Warren Winner (deceased) - Arthur's elder son, whom he found ungovernable. He was expelled from boarding school for striking a teacher. The flashback scene where Arthur is told the circumstances of Warren's death is set at a base similar to that of Guard of Honor, an earlier Cozzens novel. Warren's death, along with that of several others, was a direct result of his reckless flying in disobedience of orders. (He is reminiscent of Lieutenant Colonel Benny Carricker, one of the key characters in Guard of Honor.)

Julius Penrose – Arthur's partner. Julius's long commentary on why he detests Catholicism is one of the more controversial parts of the book.

==Controversy==
By Love Possessed was an immediate commercial and critical success. It was on The New York Times Best Seller list for 34 weeks, holding the number-two position below Peyton Place and then number 1 for several months, before Anatomy of a Murder displaced it. Over 500,000 copies were initially sold. The Reader's Digest condensed version sold over 3,000,000.

Initial reviews were overwhelmingly favorable. However, there was a reaction to the book itself; the extent of the positive reviews and a Time magazine September 2, 1957, cover a story about Cozzens, "The Hermit of Lambertville". Cozzens was criticized for the denseness of his style and unrealism in conversations. He was also criticized for being an upholder of "the Establishment", and having a pessimistic view of human potential. There is little dispute about him having those viewpoints. He was also criticized as a bigot.

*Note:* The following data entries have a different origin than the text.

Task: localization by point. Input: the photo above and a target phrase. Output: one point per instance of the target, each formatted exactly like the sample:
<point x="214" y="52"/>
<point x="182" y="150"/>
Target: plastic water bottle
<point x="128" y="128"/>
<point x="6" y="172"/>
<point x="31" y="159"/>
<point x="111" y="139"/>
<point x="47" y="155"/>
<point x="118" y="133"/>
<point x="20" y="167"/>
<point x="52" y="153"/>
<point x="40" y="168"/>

At one point in the book, Noah refers to "Jew lawyer tricks", and another character defends the previous generation's attitude towards Jews. Julius Penrose's extended disquisition on Catholicism, and the absurdity of Marjorie's friend named Mrs. Pratt (her explanation of "things" to Arthur) both led to charges of anti-Catholicism. There was also more than a hint of a condescending attitude towards African-Americans, represented in the Revere family, which had provided servants to only the "best families" in town for generations. The charge of anti-Semitism was the strongest, and was reinforced by the most critical article on the book appearing in Commentary. Cozzens' defenders point out that Cozzens, far from being discriminatory, had a fairly low opinion of the entire human race. They also point out that the only person he was close to was his wife, who was Jewish.

Dwight Macdonald's Commentary article, a hostile review of By Love Possessed which he titled "By Cozzens Possessed, a Review of Reviews", ignited a critical firestorm. McDonald characterized the success of By Love Possessed as "the most alarming literary news of the year." Macdonald's review has been both credited with "eviscerating" Cozzens and blamed for having ruined Cozzens' career. It is still cited as one of the high points of Macdonald's career, and one of the best examples of a damning book review. Macdonald's review did not prevent the American Academy of Arts and Letters from awarding By Love Possessed the William Dean Howells Medal in 1960, for the most prestigious work of fiction in the last five years. However, the Commentary article itself became a significant part of American literary history, as it resulted in By Love Possessed being best known to many people from Macdonald's review.

==Publishing history==
- New York: Harcourt Brace 1957.
- New York: Harcourt Brace 2nd printing for Book of the Month Club.
- New York: Harcourt Brace four additional printings.
- London: Longmans Green 1958
- New York: Crest 1959. Paperback.
- Harmondsworth: Penguin 1960. Paperback
- New York: Harcourt Brace and World- Harvest paperback 1967.

==Awards==
William Dean Howells Medal, 1960

==Sources==
- James Gould Cozzens A Life Apart by Matthew J. Bruccoli. Harcourt Brace Jovanavitch 1983.
- New Acquist of True Experience edited by Matthew J. Bruccoli. Southern Illinois University Press 1973.
- The Novels of James Gould Cozzens by Frank Bracher. Harcourt Brace 1959.
- James Gould Cozzens - A Checklist compiled by James B. Merriwether. Detroit: Gale Research Company 1972.
- '"By Cozzens Possessed – A Review of Reviews" by Dwight MacDonald. Commentary. March 1958.
- "Return of the Repressed" by John Thompson. Commentary. September 1968. (This is a review of Morning, Noon and Night, Cozzens's final novel, but there is extensive discussion of the controversy.)